E la canzone, che lanciammo in quelle prime aurore del risveglio proletario, sia il fiato che bacia le nostre bandiere, coi rezzi del monte e del mare, e saluti la rassegna delle nostre forze, che arditamente si lanciano alla conquista dell'avvenire.
Forze di grandezza e di giustizia. Forze di muscolo e di pensiero, da cui si sprigiona l'impulso immenso del meccanismo mondiale, che perfora i monti, e signoreggia sugli oceani coi prodigi della pironautica e colle audacie della elettrotecnica – forze che martellano sugli ordigni giganti della produzione e degli scambi, che cementano le mura enormi dell'urbe o della necropoli, che trasportano frammenti di nazione e spicchi di città da un capo all'altro del mondo.

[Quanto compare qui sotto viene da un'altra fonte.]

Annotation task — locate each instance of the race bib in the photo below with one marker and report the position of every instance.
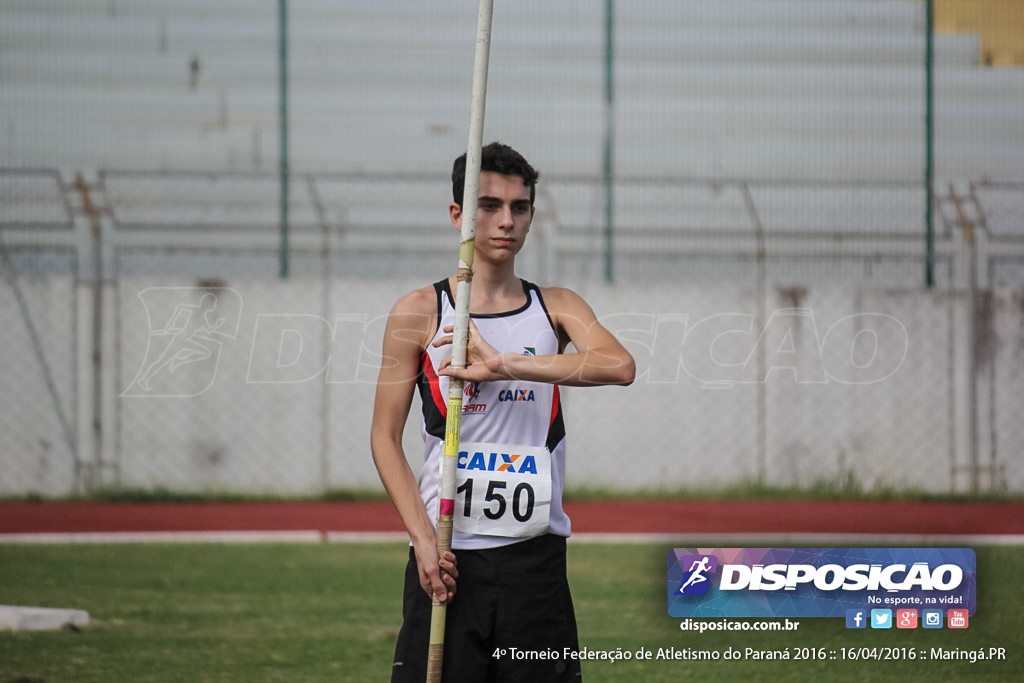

Forze, che cesellano i metalli preziosi che intessono le meraviglie seriche, che dentellano i merletti prodigiosi.
Forze rudi e gentili, che preparate e maneggiate il vomere e la baionetta, forze militanti in casacca o in divisa, per la vita o per la morte – o forze palpitanti che siete le colonne porfidee della civiltà; braccia e cuori di fratelli noti ed ignoti, prossimi o lontani, levatevi in fascio, ed inchinate le bandiere purpuree.
Nell'aria corrusca di raggi e di cantici ripassano i primi vent'anni della vostra storia!